Однако нам следует вернуться к работникам гарема. Если рассматривать султан-валиде как правительницу гарема, то начальник черных евнухов — это ее премьер-министр. О его обязанностях говорилось в одной из предыдущих глав, но здесь я могу повторить, что он отвечал за женщин гарема и во многом от него зависело, заметит ли какую-то из них султан. Главному евнуху помогали подчиненные ему многочисленные черные евнухи. Он был посредником между матерью султана и женщинами гарема, а также между султаном и внешним миром. Фактически он являлся одним из самых высокопоставленных «мужчин» в империи, и его интересы и влияние распространялись далеко за пределы Сераля. Непосредственного участия в организации жизни гарема он не принимал.
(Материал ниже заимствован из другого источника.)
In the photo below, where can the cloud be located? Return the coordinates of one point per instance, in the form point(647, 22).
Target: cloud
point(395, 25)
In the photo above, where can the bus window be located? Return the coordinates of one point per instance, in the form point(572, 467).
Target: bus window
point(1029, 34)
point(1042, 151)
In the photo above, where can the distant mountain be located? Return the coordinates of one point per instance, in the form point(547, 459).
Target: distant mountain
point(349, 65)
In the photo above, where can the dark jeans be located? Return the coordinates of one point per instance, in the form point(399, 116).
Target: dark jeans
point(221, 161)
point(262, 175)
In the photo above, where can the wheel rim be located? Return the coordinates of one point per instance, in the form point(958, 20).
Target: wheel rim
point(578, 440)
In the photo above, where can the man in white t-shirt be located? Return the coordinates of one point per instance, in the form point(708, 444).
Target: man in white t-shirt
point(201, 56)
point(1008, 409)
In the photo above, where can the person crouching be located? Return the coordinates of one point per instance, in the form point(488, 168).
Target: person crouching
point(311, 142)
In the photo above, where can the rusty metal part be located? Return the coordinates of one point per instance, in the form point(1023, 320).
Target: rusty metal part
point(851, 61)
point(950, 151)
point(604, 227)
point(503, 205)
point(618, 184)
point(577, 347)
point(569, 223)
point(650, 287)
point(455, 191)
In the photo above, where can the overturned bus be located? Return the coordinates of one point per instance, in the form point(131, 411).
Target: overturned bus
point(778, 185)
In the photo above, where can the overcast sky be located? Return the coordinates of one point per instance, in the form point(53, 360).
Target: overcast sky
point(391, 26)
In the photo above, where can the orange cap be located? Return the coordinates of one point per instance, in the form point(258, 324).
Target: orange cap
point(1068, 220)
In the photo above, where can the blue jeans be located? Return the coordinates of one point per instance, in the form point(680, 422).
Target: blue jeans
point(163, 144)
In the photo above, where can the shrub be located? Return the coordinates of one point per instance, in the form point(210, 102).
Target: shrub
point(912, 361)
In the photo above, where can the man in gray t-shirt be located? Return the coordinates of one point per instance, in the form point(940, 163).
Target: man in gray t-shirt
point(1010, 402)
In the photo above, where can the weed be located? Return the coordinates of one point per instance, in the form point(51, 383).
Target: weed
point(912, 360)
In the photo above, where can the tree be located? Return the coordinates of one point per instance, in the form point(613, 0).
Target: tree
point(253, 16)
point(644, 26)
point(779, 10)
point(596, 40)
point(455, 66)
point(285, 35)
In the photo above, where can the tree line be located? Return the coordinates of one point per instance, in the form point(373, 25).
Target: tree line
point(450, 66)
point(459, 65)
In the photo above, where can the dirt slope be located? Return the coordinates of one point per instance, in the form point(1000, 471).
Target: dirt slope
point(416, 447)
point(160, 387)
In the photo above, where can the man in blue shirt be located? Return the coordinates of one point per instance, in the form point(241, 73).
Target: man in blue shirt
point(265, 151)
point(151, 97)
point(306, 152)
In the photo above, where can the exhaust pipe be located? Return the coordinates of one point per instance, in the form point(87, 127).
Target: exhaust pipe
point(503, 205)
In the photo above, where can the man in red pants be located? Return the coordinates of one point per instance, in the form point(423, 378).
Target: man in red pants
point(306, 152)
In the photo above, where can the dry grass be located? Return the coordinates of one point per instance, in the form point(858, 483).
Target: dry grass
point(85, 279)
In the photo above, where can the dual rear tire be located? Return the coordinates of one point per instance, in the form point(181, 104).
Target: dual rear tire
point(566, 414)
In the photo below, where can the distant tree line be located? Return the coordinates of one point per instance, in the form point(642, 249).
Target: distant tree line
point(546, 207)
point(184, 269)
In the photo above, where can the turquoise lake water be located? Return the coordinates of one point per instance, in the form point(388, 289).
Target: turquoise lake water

Эти обязанности были возложены на женский кабинет, или, если его можно так назвать, тайный совет. Его возглавляла распорядительница гарема (кетхуда, или киайя), которая обычно считалась заместителем правительницы гарема; временами она выступала в роли своего рода экономки и управительницы. Практически равной ей по статусу и, по мнению некоторых авторитетных исследователей, тоже заместителем правительницы была казначей (хазыне-дар-уста). Она не только вела учет текущих расходов гарема — очень больших и запутанных, но отвечала и за выплату денег «на булавки», кому они были положены, а также пенсий тем, кто переехал из Сераля в Старый Сераль.

В кабинет также входили: хранительницы гардероба, драгоценностей, кладовых, столовых приборов, смотрительница бань, чтица Корана и т. д.

Все эти посты, предполагающие большое доверие и ответственность, занимали женщины, постепенно достигшие высот в постижении всех гаремных наук, но которые не смогли стать кадинами. Таким образом, это было своего рода компенсацией за то, что их «обошли». Любви — по крайней мере, мужской любви — они были лишены, и все, на что они могли надеяться, — это получить какой-нибудь высокий пост в гареме. Во всяком случае, это могло принести им благосостояние и определенную власть. Снисходительный султан мог даже жениться на них, вместо того чтобы отсылать их доживать свой век в Старый Сераль.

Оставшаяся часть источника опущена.